Gamal M SAIED
Cairo university, Egypt
Title: Satisfactorily Responds to Antituberculous Treatment: Surgery Has no Role in the Management of Idiopathic Granulomatous &Tuberculous Mastitis in Egyptian Women Population. A Recent Study
Biography:
Professor of Surgery, Faculty of Medicine, Cairo University. Ex-Head of Surgical Oncology Unit & Ex–Director of the Emergency and Causalities Hospital and Member of the Board of Administration, Cairo University Hospitals. Chairman of the Professors Upgrading Committee (General Surgery, 2016- ….). Member of : NESA, EACR, ASCO. Member of the Scientific Council for the Egyptian Fellowship in General Surgery, Ministry of Public Health & Population. Laureate the Egypt State's Award for Medical Sciences . Decorated the Order of Merit (First Class) from the President of the Arab Republic of Egypt
Abstract:
Background:Rare, having no clear etiology, idiopathic granulomatous mastitis (IGM) and its variant tuberculous mastitis (TM) are chronic inflammatory lesions usually picked up on clinical suspicion. Mammosonography and needle biopsy display nonspecific features but may provide additional diagnostic support. Patients vary in presentation and their treatment may be instituted on empirical basis.
Cases and Methods:Three cases of IGM were referred for treatment in a year. Diagnosis was made on clinical suspicion, supported by mammosonography and needle biopsy. TM was first thought for and specific treatment was given empirically following the Egyptian guidelines approved by the WHO. The acid fast bacilli were not detected in the 3 cases.
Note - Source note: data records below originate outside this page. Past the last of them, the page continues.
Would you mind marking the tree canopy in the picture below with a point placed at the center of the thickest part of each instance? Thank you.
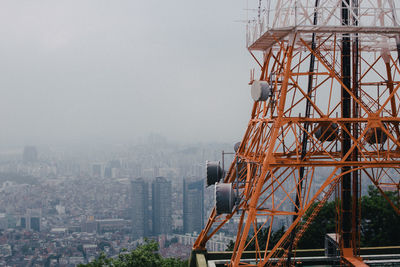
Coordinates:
(379, 224)
(145, 255)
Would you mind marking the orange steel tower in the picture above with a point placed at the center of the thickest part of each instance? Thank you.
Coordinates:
(324, 119)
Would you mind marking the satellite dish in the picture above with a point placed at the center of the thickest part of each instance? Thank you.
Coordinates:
(225, 198)
(236, 146)
(375, 135)
(260, 90)
(327, 132)
(214, 172)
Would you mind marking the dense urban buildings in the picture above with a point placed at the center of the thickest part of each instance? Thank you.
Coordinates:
(140, 208)
(66, 206)
(193, 205)
(161, 206)
(30, 154)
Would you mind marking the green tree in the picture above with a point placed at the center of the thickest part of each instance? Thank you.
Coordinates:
(262, 236)
(324, 223)
(145, 255)
(380, 223)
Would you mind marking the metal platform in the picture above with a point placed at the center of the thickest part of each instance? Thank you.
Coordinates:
(272, 36)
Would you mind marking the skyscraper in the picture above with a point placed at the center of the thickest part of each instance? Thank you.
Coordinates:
(193, 205)
(161, 205)
(30, 154)
(140, 208)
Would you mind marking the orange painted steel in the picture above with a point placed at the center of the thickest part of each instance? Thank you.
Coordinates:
(272, 144)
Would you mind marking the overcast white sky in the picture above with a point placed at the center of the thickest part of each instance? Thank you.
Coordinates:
(87, 70)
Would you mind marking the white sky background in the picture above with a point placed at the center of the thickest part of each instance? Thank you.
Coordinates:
(111, 71)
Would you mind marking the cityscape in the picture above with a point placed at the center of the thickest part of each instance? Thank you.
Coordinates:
(199, 133)
(67, 211)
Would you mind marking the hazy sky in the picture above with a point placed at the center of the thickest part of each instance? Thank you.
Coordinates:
(88, 70)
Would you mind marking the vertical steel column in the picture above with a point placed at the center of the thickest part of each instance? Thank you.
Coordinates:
(305, 132)
(355, 173)
(346, 140)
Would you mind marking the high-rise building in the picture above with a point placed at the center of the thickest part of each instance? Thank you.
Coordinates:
(140, 208)
(161, 206)
(193, 205)
(96, 170)
(30, 154)
(33, 219)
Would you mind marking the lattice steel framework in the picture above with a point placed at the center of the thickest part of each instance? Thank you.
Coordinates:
(330, 122)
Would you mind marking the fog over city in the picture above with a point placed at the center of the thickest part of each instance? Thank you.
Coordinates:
(112, 71)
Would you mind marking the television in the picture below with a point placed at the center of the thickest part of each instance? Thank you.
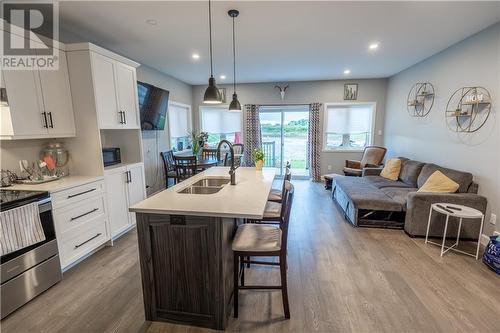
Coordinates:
(153, 105)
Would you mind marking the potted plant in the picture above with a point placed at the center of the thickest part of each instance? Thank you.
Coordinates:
(258, 156)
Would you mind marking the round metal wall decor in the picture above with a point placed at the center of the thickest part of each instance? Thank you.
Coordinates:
(420, 99)
(468, 109)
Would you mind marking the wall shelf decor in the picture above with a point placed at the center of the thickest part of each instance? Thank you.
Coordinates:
(468, 109)
(420, 99)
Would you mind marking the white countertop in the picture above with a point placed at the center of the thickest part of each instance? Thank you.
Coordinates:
(246, 199)
(57, 185)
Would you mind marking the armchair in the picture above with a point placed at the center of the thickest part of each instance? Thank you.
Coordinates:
(372, 157)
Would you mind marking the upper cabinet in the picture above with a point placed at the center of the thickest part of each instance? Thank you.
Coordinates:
(115, 90)
(38, 104)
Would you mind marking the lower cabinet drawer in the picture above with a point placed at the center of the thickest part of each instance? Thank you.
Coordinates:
(75, 215)
(77, 242)
(76, 194)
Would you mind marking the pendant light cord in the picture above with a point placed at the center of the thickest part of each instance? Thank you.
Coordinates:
(210, 38)
(234, 61)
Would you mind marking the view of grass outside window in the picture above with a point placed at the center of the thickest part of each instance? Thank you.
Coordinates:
(220, 124)
(284, 138)
(348, 126)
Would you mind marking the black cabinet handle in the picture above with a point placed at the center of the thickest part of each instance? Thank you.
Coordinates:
(84, 214)
(51, 122)
(45, 122)
(84, 192)
(88, 240)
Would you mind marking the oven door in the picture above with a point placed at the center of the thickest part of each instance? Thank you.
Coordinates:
(15, 263)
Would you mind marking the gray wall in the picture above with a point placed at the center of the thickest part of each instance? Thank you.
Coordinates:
(474, 61)
(373, 90)
(156, 141)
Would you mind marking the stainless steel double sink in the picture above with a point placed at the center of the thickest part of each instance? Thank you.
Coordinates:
(205, 186)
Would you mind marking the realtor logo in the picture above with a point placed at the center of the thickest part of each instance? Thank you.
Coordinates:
(29, 31)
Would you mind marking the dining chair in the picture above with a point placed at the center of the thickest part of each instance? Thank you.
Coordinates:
(276, 194)
(185, 166)
(259, 240)
(169, 166)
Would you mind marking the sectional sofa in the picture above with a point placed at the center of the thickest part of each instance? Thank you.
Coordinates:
(372, 200)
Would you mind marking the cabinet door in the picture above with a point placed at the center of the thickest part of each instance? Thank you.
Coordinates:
(136, 187)
(25, 102)
(116, 194)
(105, 91)
(57, 99)
(127, 94)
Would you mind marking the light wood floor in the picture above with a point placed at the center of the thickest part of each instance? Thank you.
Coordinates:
(341, 279)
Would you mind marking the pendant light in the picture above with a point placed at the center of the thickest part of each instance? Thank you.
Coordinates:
(212, 94)
(235, 105)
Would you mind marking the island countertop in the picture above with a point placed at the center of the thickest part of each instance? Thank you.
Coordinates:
(246, 199)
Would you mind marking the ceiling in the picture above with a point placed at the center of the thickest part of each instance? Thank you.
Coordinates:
(277, 40)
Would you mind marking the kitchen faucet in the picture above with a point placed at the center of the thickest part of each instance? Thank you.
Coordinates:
(232, 169)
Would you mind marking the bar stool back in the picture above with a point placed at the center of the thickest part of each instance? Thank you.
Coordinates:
(257, 240)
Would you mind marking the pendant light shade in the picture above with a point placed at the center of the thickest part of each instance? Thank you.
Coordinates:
(235, 105)
(212, 94)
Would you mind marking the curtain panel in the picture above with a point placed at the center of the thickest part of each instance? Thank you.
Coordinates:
(314, 142)
(253, 135)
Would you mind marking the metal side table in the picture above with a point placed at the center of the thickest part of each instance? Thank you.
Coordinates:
(460, 212)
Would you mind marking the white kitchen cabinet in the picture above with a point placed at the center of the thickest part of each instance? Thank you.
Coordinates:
(125, 186)
(39, 103)
(115, 93)
(126, 87)
(57, 101)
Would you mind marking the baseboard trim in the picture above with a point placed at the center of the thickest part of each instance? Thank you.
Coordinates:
(485, 238)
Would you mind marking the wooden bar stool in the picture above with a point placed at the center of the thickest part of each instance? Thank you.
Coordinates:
(259, 240)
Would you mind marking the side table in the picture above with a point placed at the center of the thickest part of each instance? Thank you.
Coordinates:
(461, 212)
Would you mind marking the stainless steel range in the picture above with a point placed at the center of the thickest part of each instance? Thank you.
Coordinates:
(29, 271)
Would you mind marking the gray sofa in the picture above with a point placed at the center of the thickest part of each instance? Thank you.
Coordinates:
(372, 200)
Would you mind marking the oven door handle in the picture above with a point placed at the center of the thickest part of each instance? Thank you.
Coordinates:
(84, 214)
(88, 240)
(81, 193)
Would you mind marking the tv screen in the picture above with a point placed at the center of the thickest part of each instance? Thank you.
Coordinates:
(153, 104)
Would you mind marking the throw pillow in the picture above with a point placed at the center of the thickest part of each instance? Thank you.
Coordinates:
(439, 183)
(391, 169)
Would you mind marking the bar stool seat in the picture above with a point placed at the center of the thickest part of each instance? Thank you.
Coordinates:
(257, 238)
(275, 195)
(272, 210)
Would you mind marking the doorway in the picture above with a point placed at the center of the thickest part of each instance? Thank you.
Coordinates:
(285, 131)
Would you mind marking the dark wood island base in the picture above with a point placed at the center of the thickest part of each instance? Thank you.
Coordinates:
(186, 268)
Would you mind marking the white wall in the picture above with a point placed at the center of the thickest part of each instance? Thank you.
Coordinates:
(179, 92)
(372, 90)
(474, 61)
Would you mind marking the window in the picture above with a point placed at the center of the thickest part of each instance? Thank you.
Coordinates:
(220, 124)
(179, 119)
(348, 126)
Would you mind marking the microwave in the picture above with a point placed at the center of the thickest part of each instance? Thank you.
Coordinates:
(111, 156)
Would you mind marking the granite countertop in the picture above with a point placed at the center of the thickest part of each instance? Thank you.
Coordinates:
(57, 185)
(246, 199)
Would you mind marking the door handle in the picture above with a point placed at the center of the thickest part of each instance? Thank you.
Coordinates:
(45, 122)
(50, 119)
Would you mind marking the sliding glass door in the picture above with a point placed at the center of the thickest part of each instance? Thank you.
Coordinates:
(284, 138)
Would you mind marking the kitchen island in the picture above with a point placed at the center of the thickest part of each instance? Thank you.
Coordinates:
(185, 244)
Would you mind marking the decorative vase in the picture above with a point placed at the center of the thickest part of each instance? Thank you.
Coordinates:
(259, 164)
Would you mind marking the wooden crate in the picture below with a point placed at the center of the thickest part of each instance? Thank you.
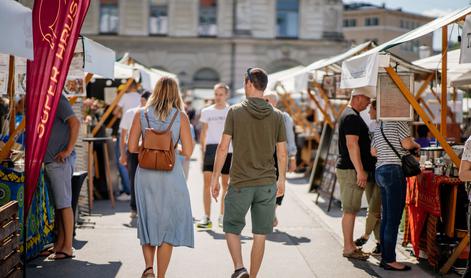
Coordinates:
(10, 258)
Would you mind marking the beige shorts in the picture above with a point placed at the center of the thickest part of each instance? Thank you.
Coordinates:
(350, 193)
Results: The given 6 months antituberculous treatment (ATT) produced progressive reduction in the size of the masses with amelioration of the preexisting breast symptoms. Follow-up radiology showed parallel results and the lesions disappeared at the end of the course. Conclusion Some cases of IGM are tuberculous, and both may mimic malignancy. In Egyptians TM should be considered first, and ATT can be safely instituted on empirical basis if the clinical data are sufficient. Cure is expected within 6 months and early treatment failure, dictates shifting to drugs for genuine IGM. It is not necessary to see the acid fast bacilli in tissue specimen or in culture.